"¿Qué buscáis?", les dice Jesús a Juan y a Andrés. Es su primera palabra, el primer sonido de esa voz que les va a revelar cosas extraordinarias y a llevarlos muy lejos. Jesús ve que están buscando. Hasta entonces, seguían a Juan Bautista; sin vacilar, lo dejan para seguir a aquel desconocido. Será su oportunidad más fantástica, y Juan indica con esmero la hora: las cuatro de la tarde. Jesús simpatizó pronto con ellos; le gustan los hombres capaces de dejarlo todo por él. Pero ya su primera pregunta empieza a penetrar en ellos: "¿Qué buscáis? ¿Qué esperáis de mí?".
Muchos se engañarán sobre él. Le dirá a la gente:
"Me buscáis, pero ¿por qué? ¡Porque os he dado abundantemente de comer!".
Preguntará a sus apóstoles: "¿Quién dicen que soy yo...? Y para vosotros, ¿quién soy?".
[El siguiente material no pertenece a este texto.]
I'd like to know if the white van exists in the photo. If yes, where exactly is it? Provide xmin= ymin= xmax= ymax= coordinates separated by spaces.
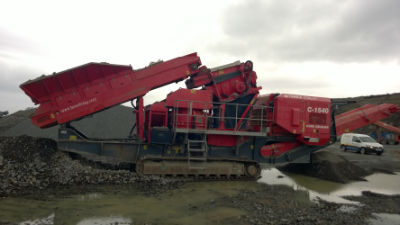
xmin=340 ymin=133 xmax=384 ymax=155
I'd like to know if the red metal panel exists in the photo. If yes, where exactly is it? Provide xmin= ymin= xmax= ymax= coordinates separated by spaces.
xmin=166 ymin=88 xmax=212 ymax=109
xmin=291 ymin=108 xmax=300 ymax=126
xmin=187 ymin=61 xmax=261 ymax=102
xmin=20 ymin=53 xmax=202 ymax=128
xmin=174 ymin=109 xmax=208 ymax=130
xmin=208 ymin=135 xmax=237 ymax=146
xmin=166 ymin=89 xmax=211 ymax=130
xmin=335 ymin=103 xmax=400 ymax=136
xmin=274 ymin=94 xmax=331 ymax=146
xmin=260 ymin=142 xmax=301 ymax=157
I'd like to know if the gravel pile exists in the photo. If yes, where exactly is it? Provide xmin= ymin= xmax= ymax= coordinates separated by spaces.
xmin=0 ymin=136 xmax=180 ymax=197
xmin=279 ymin=150 xmax=371 ymax=183
xmin=218 ymin=184 xmax=371 ymax=225
xmin=0 ymin=105 xmax=135 ymax=139
xmin=0 ymin=108 xmax=35 ymax=134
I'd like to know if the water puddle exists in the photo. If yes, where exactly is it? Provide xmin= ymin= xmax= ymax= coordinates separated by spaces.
xmin=336 ymin=205 xmax=358 ymax=213
xmin=77 ymin=216 xmax=132 ymax=225
xmin=258 ymin=168 xmax=400 ymax=204
xmin=0 ymin=182 xmax=250 ymax=225
xmin=78 ymin=193 xmax=103 ymax=201
xmin=19 ymin=213 xmax=55 ymax=225
xmin=369 ymin=213 xmax=400 ymax=225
Preguntando hasta el final qué es lo que esperan de él, le dirá a María Magdalena: "¿A quién buscas?".
En este momento, me dice a mí: "¿Qué andas buscando? ¿Qué es lo que buscas cuando me buscas a mí?".
Quizás sea algo confuso, como le ocurría a Juan y a Andrés: "¿Dónde estás? ¿Dónde vives?". Lo buscamos en el evangelio, pero allí no tenemos ni su voz ni sus ojos; será siempre para nosotros un desconcertante misterio de presencia-ausencia.
Sabemos que está allí; actúa en el mundo y quiere actuar en nuestra vida, pero ¡cuánta fuerza de fe se necesita (la única forma de agarrarlo) para entrar en contacto con él y mantener ese contacto! Muchas veces nos sentimos tentados de pensar sólo en el hombre de ayer. El habló, y nos gusta verlo como maestro de sabiduría; lo utilizamos para apoyar nuestras mejores ideas de justicia. Abrimos el evangelio como si fuera una caja de caudales, para buscar en él frases de oro.
Pero ¿y a él? ¡El está vivo! Espera nuestros pasos para volver la cabeza y salirnos al encuentro: "¿Qué quieres?". A esto no hay más que una respuesta, la que cambia toda la vida, la gracia de las gracias cuando brota de todo nuestro ser: "Lo que quiero, eres tú. Te busco a ti".